Assumed: When using the python itertools.tee()
, all duplicate iterators refer to the original iterator, and the original is cached to improve performance.
My main concern in the following inquiry is regarding MY IDEA of intended/proper caching behavior.
Edit: my idea of proper caching was based on flawed functional assumptions. Will ultimately need a little wrapper around tee (which will probably have consequences regarding caching).
Lets say I create 3 iterator clones using tee: a, b, c = itertools.tee(myiter,3)
. Also assume that at this point, I remove all references to the original, myiter
(meaning, there is no great way for my code to refer back to the original hereafter).
At some later point in code, if I decided that I want another clone of myiter
, can I just re-tee() one of my duplicates? (with proper caching back to the originally cached myiter
)
In other words, at some later point, I wish I had instead used this:
a, b, c, d = itertools.tee(myiter,4)
.
But, since I have discarded all references to the original myiter
, the best I can muster would be:
copytee = itertools.tee(a, 1) #where 'a' is from a previous tee()

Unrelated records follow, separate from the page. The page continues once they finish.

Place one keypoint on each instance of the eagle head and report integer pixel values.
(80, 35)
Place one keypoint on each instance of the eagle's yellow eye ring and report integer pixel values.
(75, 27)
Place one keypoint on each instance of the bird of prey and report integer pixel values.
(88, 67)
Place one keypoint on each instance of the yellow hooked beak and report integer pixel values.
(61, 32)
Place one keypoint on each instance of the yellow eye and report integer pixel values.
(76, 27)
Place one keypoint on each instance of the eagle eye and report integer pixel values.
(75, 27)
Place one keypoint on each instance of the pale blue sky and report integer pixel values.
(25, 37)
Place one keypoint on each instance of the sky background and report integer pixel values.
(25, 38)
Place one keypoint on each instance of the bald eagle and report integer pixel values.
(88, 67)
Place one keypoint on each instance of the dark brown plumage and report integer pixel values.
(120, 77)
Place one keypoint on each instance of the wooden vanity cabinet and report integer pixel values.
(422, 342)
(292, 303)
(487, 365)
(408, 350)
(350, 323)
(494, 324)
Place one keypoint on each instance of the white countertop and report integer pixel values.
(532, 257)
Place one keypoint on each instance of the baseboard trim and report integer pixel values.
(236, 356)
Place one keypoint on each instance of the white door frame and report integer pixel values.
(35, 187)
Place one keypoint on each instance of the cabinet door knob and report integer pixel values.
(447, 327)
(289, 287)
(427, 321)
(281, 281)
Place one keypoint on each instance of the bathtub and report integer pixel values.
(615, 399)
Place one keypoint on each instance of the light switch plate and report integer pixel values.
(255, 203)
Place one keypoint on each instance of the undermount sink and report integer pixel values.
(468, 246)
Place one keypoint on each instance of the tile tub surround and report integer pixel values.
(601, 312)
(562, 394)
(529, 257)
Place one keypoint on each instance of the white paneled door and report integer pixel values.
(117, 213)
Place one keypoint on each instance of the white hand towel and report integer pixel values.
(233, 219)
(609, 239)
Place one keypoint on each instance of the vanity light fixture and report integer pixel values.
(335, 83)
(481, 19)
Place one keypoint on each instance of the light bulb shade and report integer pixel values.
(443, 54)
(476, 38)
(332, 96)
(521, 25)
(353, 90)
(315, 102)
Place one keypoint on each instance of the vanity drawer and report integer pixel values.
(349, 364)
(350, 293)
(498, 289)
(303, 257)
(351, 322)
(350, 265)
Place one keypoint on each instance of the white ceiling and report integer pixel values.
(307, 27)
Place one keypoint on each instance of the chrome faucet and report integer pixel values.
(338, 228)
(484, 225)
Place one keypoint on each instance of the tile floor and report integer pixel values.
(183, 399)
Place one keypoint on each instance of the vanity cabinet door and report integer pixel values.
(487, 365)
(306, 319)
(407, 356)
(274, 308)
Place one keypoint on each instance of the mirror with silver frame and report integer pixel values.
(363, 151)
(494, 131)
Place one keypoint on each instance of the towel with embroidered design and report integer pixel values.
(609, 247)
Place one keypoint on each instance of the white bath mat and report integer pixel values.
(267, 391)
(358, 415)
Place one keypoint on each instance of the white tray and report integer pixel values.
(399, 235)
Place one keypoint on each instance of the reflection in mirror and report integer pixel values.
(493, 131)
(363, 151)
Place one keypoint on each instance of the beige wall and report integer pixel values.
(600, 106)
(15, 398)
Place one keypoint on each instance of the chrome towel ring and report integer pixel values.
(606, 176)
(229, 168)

Does tee() know what I want here? (that I REALLY want to create a clone based on the original myiter
, NOT the intermediate clone a
(which may be partially consumed))
There's nothing magical about tee
. It's just clever ;-) At any point, tee
clones the iterator passed to it. That means the cloned iterator(s) will yield the values produced by the passed-in iterator from this point on. But it's impossible for them to reproduce values that were produced before tee
was invoked.
Let's show it with something much simpler than your example:
>>> it = iter(range(5))
>>> next(it)
0
0 is gone now - forever. tee()
can't get it back:
>>> a, b = tee(it)
>>> next(a)
1
So a
pushed it
to produce its next value. It's that value that gets cached, so that other clones can reproduce it too:
>>> next(b)
1
To get that result, it
wasn't touched - 1 was retrieved from the internal cache. And now that all of it
, a
and b
have produced 1, 1 is gone forever too.
I don't know whether that answers your question - answering "Does tee() know what I want here?" seems to require telepathy ;-) That is, I don't know what you mean by "with proper caching". It would be most helpful if you gave an exact example of the input/output behavior you're hoping for.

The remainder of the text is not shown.